One alternative, standard contractual clauses (“SCCs”) were upheld under the CJEU. These provisions, composed by the European Commission, identify the responsibilities concerning data transfers and allow EU regulators to intervene in individual instances where inadequate protections of European data are suspected. In other words, because EU regulators can invalidate transfers on a case-by-case basis if a company is violating the clauses’ terms, SCCs are a reasonable method to safeguard transatlantic transfers. Major technology companies, such as Facebook and Microsoft, already use SCCs for transatlantic data transfer.

For companies that are already parties to Privacy Shield agreements, the following are some recommendations as they navigate this apparent time of transition:

  1. Focus on all agreements. Although the U.S. government will continue to recognize Privacy Shield, EU business partners will not. Companies should consider renegotiating data processing agreements with EU business partners to incorporate SCCs as a reasonable safeguard for data transfers.
  2. Keep your promises. Although Privacy Shield is no longer validated by the CJEU, a company’s certification of Privacy Shield compliance constitutes a representation to consumers that, if violated, could constitute a deceptive or unfair trade practice. Therefore, companies should continue to be mindful of their Privacy Shield obligations until the certification term expires. Likewise, as always and especially in line with CCPA enforcement which is now underway, your posted privacy policies should be reviewed to ensure representations remain complete, accurate and truthful.
  3. Stay tuned. As you might imagine, regulators all over the EU are evaluating this decision to determine what changes to implement and how to enforce them. Likewise, we can expect some guidance from the U.S. Department of Commerce as well.
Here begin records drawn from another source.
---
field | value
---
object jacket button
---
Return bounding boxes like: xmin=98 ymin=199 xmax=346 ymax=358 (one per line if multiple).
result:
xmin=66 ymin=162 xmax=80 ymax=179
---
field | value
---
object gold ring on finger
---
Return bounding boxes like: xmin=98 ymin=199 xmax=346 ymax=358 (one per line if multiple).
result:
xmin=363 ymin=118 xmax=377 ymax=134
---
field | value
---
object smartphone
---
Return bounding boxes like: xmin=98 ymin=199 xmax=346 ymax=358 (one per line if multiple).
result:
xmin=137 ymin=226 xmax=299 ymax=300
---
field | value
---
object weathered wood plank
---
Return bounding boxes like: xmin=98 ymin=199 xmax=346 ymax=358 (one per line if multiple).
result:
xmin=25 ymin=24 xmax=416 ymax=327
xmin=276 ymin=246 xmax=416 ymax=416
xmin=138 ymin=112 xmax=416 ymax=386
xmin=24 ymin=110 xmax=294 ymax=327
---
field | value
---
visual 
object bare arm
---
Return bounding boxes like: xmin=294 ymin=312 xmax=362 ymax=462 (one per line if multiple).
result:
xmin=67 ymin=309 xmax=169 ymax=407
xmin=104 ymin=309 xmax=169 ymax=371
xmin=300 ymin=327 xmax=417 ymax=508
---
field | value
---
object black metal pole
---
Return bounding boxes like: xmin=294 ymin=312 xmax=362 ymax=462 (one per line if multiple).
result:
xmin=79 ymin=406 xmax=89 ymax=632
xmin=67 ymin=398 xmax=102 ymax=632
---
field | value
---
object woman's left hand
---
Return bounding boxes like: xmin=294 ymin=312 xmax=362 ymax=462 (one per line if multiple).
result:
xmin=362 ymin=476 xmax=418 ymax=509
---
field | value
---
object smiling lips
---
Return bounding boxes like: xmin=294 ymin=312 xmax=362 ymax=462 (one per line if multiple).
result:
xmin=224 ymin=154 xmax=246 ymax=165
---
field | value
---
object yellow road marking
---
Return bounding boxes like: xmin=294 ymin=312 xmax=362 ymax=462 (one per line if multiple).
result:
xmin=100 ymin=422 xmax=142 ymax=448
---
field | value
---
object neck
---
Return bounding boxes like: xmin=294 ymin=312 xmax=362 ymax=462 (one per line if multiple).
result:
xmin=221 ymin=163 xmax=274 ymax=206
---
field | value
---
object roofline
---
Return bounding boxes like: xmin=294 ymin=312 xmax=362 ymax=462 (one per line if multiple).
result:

Although U.S. companies not already relying upon SCCs can expect calls for negotiation from EU business partners, we should also expect continued calls from Silicon Valley and other tech giants for changes to U.S. federal privacy and surveillance law. While such changes are likely years away, the invalidation of Privacy Shield will only service to amplify the current movements for more regulation. Of course, we will continue to update you here on Taft Privacy and Data Security Insights.  Ever forward.